Набежали менквы, на несколько мгновений все смешалось – а потом стало видно, что лодка все-таки отплыла, и вроде бы с людьми.
– Отлично, – облегченно перекрестился атаман. – Теперь мы почти на равных.
Тем временем казаки в трофейной посудине отдыхали, потихоньку приходя в себя, осматривались. Священник, перебирая предметы на дне, некоторые сразу кидал за борт:
– Фу, мерзость богопротивная!
Некоторые откладывал, а над кувшином застыл в глубоком размышлении:
– Мазь, что ли, какая травяная?
– Дай посмотреть, отче… – Серьга перебрался ближе, понюхал, потом приподнял и наклонил, отпивая через край.

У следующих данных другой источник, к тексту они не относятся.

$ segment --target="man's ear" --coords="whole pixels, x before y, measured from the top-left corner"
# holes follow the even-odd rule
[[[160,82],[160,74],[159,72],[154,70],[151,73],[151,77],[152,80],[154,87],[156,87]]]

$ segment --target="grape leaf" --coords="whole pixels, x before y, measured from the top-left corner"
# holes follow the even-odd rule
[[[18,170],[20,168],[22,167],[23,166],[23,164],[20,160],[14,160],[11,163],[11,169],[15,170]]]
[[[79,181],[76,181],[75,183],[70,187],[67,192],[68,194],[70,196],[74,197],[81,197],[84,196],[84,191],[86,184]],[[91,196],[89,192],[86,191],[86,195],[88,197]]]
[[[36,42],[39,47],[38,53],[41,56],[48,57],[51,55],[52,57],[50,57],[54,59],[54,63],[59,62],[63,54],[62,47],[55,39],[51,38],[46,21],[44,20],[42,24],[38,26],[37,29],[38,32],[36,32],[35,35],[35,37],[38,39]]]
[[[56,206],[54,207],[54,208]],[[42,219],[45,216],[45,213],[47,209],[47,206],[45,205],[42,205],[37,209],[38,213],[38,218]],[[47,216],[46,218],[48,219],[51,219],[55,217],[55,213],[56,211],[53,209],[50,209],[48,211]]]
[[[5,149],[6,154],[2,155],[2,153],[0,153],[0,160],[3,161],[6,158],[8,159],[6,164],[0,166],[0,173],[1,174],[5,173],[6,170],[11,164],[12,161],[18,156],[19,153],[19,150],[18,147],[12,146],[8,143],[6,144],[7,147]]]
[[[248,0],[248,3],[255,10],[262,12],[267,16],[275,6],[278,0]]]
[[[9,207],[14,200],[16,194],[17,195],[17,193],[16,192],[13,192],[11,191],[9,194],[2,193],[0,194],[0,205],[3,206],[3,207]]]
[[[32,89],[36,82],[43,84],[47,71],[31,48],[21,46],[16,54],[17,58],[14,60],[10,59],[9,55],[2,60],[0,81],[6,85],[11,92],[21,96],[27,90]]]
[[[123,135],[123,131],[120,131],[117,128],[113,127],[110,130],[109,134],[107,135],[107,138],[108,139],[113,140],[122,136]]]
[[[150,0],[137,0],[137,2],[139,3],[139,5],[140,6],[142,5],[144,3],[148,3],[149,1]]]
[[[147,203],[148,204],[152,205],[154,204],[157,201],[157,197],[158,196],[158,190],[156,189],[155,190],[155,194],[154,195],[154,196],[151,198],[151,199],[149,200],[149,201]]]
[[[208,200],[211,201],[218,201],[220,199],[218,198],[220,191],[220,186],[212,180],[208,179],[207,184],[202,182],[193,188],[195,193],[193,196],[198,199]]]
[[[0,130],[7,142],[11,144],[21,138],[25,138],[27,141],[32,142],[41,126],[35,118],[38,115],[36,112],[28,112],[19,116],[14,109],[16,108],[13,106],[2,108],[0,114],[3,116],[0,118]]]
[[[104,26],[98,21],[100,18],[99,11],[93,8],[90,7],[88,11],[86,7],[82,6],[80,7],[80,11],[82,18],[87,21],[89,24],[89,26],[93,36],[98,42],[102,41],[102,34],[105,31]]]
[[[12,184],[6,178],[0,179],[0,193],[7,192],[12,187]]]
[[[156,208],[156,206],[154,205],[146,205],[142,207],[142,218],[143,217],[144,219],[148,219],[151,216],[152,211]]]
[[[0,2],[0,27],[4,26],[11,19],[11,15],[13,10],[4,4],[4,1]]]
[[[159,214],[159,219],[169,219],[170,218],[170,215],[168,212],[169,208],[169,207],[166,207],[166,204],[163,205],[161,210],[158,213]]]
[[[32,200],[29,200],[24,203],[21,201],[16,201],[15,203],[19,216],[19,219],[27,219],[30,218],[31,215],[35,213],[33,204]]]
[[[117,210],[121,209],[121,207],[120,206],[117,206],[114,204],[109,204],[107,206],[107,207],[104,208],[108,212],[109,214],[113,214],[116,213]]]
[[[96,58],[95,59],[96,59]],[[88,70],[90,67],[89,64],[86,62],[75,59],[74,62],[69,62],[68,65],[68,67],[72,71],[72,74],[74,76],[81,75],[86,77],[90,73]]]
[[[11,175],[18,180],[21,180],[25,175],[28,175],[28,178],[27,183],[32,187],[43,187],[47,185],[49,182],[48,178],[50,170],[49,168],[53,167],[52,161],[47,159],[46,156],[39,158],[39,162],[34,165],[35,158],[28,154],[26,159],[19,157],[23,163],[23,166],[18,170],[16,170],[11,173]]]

– Чего там? – заинтересовались остальные.
– Кисель, – он опустил кувшин, отер усы и бороду. – Вкусный, сытный. Попробуйте, не пожалеете.
– А вдруг заговорен? – опасливо спросил отец Амвросий.
– Так ведь для себя дикари держали! Себя-то что за смысл травить?
Кувшин пошел по кругу и вскоре опустел. Насытившись, казаки взялись за весла, быстро перегнали лодку к берегу возле устья реки, вытащили.
– Благослови нас, храбрый капеллан, – попросил немец. – Отпусти грехи еще раз, ибо опять мы в кровавой каше по самые уши сидим. Очистим души наши и бросим жребий об очередности караула.
Сторожили казаки, конечно же, на совесть, однако ворога первым заметил не Семенко и Онисим, сидящие в камышах у реки, а Матвей – по острому покалыванию на груди под амулетом, подаренным женой. Серьга сразу поднялся, толкнул священника, указал на пять плывущих с верховья лодок:
– Отчитай нас и их, отче. Кажется, пора нам муку за веру христианскую принять.
– Отче наш, сущий на небесах! Да святится имя твое, да приидет царствие твое; да будет воля твоя и на земле, как на небе… – сонно зевая, перекрестился отец Амвросий, после чего осенил знамением отдыхающих на траве.
– Чего-то меня в дрему кинуло, – зевнул и Ганс Штраубе. – Кажется, челюсть сейчас вывихну.
– Это чародеи обездвижить вас пытаются, – кивнул на реку Матвей. – Я так мыслю, они все на своем пути в сон погружают, дабы до сотоварищей добраться без опасностей.
– Лодку на воду! – увидев врага, встрепенулся немец. – Скорее, скорее! А ты, отче, чары их развеивай! Ты умеешь, тебе не впервой!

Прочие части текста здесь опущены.